Hosts encounter an ever-changing array of pathogens, so there is continual selection for novel ways to resist infection. A powerful way to understand how hosts evolve resistance is to identify the genes that cause variation in susceptibility to infection. Using high-resolution genetic mapping we have identified a naturally occurring polymorphism in a gene called Ge-1 that makes Drosophila melanogaster highly resistant to its natural pathogen Drosophila melanogaster sigma virus (DMelSV). By modifying the sequence of the gene in transgenic flies, we identified a 26 amino acid deletion in the serine-rich linker region of Ge-1 that is causing the resistance. Knocking down the expression of the susceptible allele leads to a decrease in viral titre in infected flies, indicating that Ge-1 is an existing restriction factor whose antiviral effects have been increased by the deletion. Ge-1 plays a central role in RNA degradation and the formation of processing bodies (P bodies). A key effector in antiviral immunity, the RNAi induced silencing complex (RISC), localises to P bodies, but we found that Ge-1-based resistance is not dependent on the small interfering RNA (siRNA) pathway. However, we found that Decapping protein 1 (DCP1) protects flies against sigma virus. This protein interacts with Ge-1 and commits mRNA for degradation by removing the 5’ cap, suggesting that resistance may rely on this RNA degradation pathway. The serine-rich linker domain of Ge-1 has experienced strong selection during the evolution of Drosophila, suggesting that this gene may be under long-term selection by viruses. These findings demonstrate that studying naturally occurring polymorphisms that increase resistance to infections enables us to identify novel forms of antiviral defence, and support a pattern of major effect polymorphisms controlling resistance to viruses in Drosophila.

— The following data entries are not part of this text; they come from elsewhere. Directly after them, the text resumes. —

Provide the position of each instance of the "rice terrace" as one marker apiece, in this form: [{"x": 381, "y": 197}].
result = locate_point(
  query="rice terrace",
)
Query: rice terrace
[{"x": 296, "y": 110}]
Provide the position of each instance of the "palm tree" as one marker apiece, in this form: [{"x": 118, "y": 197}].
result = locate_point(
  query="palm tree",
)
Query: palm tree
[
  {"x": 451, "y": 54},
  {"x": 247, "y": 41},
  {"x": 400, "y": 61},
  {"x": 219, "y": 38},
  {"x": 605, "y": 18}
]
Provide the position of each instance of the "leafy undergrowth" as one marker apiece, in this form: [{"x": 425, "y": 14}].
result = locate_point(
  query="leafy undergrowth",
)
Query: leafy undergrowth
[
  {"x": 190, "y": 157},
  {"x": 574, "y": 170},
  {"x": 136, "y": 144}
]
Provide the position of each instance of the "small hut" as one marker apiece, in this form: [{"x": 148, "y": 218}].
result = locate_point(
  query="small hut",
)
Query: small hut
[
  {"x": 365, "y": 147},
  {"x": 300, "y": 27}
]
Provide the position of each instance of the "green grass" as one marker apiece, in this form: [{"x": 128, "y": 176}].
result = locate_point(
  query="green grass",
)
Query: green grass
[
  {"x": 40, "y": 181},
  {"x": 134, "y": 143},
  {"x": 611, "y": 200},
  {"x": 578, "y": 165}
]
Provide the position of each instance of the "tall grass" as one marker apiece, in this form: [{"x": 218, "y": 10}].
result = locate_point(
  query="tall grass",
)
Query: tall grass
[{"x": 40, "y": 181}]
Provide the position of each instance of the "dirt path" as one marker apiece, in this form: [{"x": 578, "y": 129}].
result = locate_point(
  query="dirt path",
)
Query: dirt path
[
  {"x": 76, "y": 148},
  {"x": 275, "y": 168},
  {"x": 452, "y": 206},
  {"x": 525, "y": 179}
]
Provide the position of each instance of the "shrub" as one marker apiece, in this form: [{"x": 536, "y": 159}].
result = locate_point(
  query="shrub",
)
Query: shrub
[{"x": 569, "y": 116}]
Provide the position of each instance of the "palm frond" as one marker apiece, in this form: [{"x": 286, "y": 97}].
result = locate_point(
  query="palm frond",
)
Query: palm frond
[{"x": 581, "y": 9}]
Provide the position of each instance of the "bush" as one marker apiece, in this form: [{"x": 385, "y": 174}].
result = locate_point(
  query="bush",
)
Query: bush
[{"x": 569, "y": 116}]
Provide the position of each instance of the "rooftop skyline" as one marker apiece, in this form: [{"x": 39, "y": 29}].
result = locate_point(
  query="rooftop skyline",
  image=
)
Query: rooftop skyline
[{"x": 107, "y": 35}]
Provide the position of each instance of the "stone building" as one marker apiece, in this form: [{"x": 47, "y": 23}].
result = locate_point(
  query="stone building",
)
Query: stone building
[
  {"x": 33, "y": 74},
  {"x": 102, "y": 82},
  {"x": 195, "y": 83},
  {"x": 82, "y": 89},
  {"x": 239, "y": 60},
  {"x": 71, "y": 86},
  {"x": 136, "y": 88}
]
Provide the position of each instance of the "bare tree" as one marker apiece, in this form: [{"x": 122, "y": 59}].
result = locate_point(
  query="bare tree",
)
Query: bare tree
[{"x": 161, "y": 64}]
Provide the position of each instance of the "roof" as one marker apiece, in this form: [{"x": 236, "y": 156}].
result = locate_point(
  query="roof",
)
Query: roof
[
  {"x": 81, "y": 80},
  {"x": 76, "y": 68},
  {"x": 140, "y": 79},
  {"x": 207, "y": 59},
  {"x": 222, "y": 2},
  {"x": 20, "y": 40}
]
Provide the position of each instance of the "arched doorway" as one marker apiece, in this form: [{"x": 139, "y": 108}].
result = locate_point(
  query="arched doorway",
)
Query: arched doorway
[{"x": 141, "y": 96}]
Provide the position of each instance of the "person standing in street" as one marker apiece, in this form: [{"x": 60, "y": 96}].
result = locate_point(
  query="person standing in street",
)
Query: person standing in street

宿主时刻遭遇不断更迭的各类病原体，因此始终面临着演化出全新抗感染策略的选择压力。解析宿主如何演化出抗性的高效途径之一，是甄别那些会导致感染易感性差异的基因。我们借助高分辨率遗传作图技术，在名为Ge-1的基因中发现了一种自然存在的多态性，该多态性可使黑腹果蝇（Drosophila melanogaster）对其自然病原体——黑腹果蝇σ病毒（Drosophila melanogaster sigma virus, DMelSV）展现出极强抗性。通过对转基因果蝇的该基因序列进行改造，我们确定了Ge-1丝氨酸富集连接区中一段26个氨基酸的缺失突变正是该抗性的成因。敲低易感等位基因的表达可降低受感染果蝇体内的病毒载量，这表明Ge-1是一种天然存在的病毒限制因子，其抗病毒效应可通过该缺失得到增强。Ge-1在RNA降解以及加工小体（processing bodies, P bodies）的形成过程中发挥核心作用。作为抗病毒免疫的关键效应分子，RNAi诱导沉默复合体（RNAi induced silencing complex, RISC）会定位于P小体，但我们的研究发现，基于Ge-1的抗性并不依赖于小干扰RNA（small interfering RNA, siRNA）通路。不过我们发现，脱帽蛋白1（Decapping protein 1, DCP1）可保护果蝇免受σ病毒侵染。该蛋白能与Ge-1相互作用，并通过移除mRNA的5’帽子结构使mRNA进入降解流程，这提示抗性的产生或许依赖于这一RNA降解通路。Ge-1的丝氨酸富集连接域在果蝇演化过程中经历了强烈的选择作用，这暗示该基因可能长期处于病毒介导的选择压力之下。上述研究结果表明，对可增强感染抗性的自然多态性展开研究，能够帮助我们发掘全新的抗病毒防御机制，同时也支持了果蝇的病毒抗性由效应显著的多态性调控这一规律。